Gene drives modelling: a decision support tool for new target species

Gene drives constitute a novel and potentially ground breaking set of approaches for the control of undesirable species, or the introduction of desirable traits into wild population. Such genetic control strategies are already being actively developed in several species (like rodents and mosquitoes), and there is strong interest in applying these techniques to a wide range of species in various domains, including agriculture, health, conservation and biosecurity. There remains however considerable uncertainty regarding the feasibility and efficacy of gene drives in various species, based on genomic, genetic and ecological specificities of each target species. As a Research Scientist at CSIRO, my main objective was to create and develop a decision support tool to assess the potential of gene drives as a new control method for these new target species.

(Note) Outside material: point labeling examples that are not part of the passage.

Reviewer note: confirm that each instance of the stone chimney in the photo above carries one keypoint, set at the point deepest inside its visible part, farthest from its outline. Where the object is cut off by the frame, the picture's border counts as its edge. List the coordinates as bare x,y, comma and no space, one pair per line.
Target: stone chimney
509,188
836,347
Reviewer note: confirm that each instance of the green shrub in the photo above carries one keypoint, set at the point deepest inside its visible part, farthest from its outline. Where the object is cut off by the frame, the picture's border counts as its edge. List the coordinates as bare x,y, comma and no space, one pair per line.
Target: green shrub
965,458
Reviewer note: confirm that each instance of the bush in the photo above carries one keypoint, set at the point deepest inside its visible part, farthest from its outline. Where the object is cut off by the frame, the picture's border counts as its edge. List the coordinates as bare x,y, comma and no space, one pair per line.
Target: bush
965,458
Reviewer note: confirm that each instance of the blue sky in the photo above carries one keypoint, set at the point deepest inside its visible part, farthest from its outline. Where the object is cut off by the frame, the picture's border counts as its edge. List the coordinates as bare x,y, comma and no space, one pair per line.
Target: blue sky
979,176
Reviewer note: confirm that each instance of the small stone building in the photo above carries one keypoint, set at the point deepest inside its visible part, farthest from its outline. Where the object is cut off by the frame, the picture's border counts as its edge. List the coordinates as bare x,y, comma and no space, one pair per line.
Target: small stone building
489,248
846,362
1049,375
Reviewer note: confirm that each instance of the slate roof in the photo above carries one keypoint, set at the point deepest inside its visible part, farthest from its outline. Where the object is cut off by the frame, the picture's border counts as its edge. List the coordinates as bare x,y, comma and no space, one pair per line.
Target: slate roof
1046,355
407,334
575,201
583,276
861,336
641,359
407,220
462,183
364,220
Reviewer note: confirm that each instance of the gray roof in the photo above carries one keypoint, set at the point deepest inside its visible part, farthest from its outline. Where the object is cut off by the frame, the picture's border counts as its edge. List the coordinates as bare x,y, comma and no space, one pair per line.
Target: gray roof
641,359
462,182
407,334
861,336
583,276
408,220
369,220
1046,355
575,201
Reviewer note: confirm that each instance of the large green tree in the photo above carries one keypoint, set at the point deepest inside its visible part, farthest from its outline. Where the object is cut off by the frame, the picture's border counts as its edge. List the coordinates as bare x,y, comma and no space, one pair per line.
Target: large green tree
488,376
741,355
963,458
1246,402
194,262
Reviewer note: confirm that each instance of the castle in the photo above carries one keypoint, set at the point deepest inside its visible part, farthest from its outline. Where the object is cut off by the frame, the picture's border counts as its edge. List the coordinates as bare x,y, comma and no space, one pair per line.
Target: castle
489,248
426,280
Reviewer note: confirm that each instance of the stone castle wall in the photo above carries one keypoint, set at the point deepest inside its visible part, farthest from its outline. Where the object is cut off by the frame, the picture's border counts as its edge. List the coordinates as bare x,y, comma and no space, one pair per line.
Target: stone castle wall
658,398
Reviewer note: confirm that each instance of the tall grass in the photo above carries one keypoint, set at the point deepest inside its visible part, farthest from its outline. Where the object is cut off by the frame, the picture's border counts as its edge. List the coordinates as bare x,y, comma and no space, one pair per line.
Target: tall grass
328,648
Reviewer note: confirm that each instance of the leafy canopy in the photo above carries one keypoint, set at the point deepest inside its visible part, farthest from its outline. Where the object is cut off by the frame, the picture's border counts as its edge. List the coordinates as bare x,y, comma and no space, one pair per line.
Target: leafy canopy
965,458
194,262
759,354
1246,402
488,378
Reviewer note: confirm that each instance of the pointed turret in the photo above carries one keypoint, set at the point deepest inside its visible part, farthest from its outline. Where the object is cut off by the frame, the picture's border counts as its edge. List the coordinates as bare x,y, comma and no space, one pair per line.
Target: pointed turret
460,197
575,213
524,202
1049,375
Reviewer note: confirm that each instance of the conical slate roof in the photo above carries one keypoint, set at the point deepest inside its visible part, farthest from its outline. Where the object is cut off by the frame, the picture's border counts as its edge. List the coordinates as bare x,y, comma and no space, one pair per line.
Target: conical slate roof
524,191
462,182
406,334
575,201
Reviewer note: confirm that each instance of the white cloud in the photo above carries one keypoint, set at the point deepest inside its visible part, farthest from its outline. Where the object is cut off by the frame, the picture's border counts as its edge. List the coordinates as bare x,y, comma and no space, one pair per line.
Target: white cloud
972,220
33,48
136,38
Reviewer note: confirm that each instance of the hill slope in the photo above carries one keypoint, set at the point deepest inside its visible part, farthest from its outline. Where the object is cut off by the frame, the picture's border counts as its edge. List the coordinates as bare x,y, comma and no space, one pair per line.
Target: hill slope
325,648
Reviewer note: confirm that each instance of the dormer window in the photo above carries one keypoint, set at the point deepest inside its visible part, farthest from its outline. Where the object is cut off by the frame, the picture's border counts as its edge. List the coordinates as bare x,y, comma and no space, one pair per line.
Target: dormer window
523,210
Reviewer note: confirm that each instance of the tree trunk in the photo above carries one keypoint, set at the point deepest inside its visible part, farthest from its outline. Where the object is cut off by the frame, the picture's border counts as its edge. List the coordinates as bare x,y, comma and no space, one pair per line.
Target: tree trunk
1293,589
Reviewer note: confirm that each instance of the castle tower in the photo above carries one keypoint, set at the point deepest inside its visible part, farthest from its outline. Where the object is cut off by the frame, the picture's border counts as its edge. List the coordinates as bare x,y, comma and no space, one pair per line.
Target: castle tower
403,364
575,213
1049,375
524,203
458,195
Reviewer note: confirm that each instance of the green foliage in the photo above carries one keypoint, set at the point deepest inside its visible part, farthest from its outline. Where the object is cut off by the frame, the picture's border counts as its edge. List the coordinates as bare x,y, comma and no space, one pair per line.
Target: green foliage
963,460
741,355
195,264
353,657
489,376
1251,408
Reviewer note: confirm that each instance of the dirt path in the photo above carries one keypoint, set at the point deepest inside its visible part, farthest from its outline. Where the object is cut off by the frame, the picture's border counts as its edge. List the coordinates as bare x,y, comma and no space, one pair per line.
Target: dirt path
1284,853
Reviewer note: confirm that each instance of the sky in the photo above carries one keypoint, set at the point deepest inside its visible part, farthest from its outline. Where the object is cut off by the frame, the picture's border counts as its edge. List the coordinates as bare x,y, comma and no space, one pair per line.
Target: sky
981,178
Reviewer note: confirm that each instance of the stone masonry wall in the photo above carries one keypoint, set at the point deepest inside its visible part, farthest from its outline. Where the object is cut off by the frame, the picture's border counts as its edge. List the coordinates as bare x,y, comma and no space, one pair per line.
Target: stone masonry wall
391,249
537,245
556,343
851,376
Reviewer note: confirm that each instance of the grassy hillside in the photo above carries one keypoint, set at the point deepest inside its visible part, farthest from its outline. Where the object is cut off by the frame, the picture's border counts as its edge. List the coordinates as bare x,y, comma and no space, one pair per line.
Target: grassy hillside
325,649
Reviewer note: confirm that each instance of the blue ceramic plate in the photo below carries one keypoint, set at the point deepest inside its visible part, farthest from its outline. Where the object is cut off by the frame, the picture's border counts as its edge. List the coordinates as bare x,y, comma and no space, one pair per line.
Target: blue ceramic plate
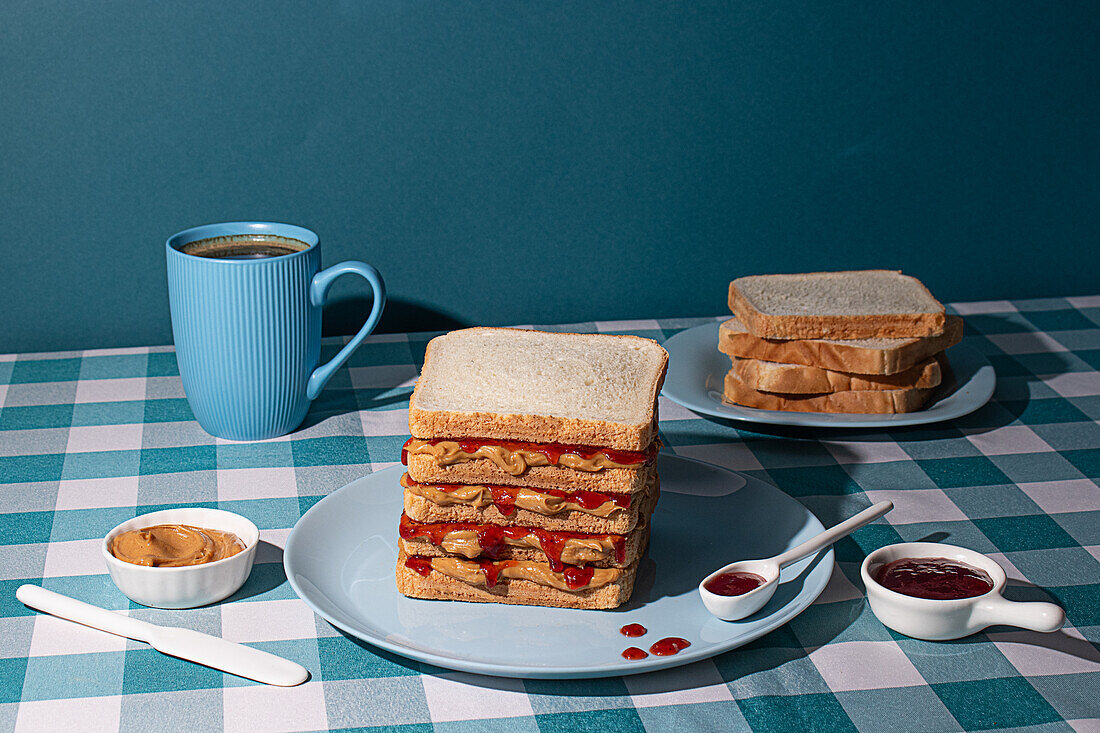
696,370
341,556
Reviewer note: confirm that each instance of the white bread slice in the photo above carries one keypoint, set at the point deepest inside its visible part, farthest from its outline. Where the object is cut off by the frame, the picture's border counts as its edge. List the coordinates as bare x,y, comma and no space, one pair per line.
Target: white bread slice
856,357
437,586
510,384
836,305
615,480
858,402
795,379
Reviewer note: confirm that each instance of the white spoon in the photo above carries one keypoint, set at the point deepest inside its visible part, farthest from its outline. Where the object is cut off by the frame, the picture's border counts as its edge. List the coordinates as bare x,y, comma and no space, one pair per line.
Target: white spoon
732,608
184,643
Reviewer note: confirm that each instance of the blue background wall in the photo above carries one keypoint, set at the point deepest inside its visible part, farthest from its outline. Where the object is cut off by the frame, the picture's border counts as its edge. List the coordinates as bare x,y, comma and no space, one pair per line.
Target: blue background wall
540,162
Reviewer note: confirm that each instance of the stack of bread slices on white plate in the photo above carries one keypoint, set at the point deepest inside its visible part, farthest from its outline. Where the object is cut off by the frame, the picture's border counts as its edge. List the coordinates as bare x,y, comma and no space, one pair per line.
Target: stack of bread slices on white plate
867,341
531,468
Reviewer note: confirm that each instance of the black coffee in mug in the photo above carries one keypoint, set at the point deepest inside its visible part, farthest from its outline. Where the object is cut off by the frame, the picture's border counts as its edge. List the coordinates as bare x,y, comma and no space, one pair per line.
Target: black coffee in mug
243,247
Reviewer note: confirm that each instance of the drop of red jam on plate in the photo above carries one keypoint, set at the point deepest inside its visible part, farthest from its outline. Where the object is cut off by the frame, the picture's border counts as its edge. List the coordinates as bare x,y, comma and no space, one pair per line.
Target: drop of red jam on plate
668,646
935,578
734,583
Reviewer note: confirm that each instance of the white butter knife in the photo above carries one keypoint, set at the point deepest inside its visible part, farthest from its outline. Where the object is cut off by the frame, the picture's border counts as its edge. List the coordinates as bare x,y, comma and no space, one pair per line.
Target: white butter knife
184,643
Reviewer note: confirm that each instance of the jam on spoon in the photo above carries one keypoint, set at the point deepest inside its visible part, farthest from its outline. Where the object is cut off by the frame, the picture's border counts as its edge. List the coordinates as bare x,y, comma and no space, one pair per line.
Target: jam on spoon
734,583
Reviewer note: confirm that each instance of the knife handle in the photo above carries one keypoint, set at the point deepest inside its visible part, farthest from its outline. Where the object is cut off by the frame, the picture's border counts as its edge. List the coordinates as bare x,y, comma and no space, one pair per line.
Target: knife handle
84,613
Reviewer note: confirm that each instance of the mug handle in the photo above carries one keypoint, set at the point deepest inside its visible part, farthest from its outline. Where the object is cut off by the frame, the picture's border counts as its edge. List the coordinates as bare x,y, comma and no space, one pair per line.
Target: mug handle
318,292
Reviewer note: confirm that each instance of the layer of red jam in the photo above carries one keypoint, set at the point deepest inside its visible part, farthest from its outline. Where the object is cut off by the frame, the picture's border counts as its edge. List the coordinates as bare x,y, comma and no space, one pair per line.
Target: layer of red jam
734,583
935,578
553,451
668,646
575,577
493,538
504,498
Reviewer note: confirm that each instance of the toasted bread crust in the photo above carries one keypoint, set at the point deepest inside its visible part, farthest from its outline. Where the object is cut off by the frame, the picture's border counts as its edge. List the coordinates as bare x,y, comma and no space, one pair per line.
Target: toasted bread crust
795,379
436,586
425,469
428,424
636,542
859,402
620,522
538,428
839,356
826,326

DriverSEAT: A spatially-explicit gene drive modelling framework

The theoretical framework we developed, named DriverSEAT, is a new spatial, modular modelling framework designed to assess the outcome of gene drives in a range of target species based on their specific ecological dynamics and genetics. DriverSEAT was designed as a versatile and highly modular model and can simulate the dynamics of two interacting species, whether they be plants, insects, vertebrates, fungi, or other potential target species. In our initial publication we provide a detailed presentation of this model, as well as an example of its application on scenarios of genetic control of weeds, a potential candidate for gene drive control that presents significant challenges associated with plant population dynamics.

Gene drives as a potential control method in agriculture

Expanding on the development of this decision support tool, and in collaboration with CSIRO colleagues from Agriculture and Food and Health and Biosecurity, we also published several articles on the potential use of gene drives in agricultural settings. In particular, we focused on potential applications in plants for the control of agriculturally significant weeds, an approach that is especially challenging given genetic, genomic and ecological specificities of plants and plant populations. We also investigated the specificities of agricultural environments, and the challenges and opportunities they provide for a potential deployment of gene drive as a control method (see Pulications page).

Evolution of drug resistance in malaria

Current malaria control efforts rely primarily on two pillars: chemotherapy and vector control. Several drugs have been and are currenly used as treatment for patients infected with Plasmodium parasites, but resistant parasites strains have been observed in each case and pose a significant threat to the sustainability of malaria drug treatments.

My objective is to study the theoretical basis of resistance emergence and evolution in Plasmodium parasites in relevant ecological contexts, with the ultimate goal of informing control policies to achieve optimal levels of disease reduction while limiting the potential for selection of resistance.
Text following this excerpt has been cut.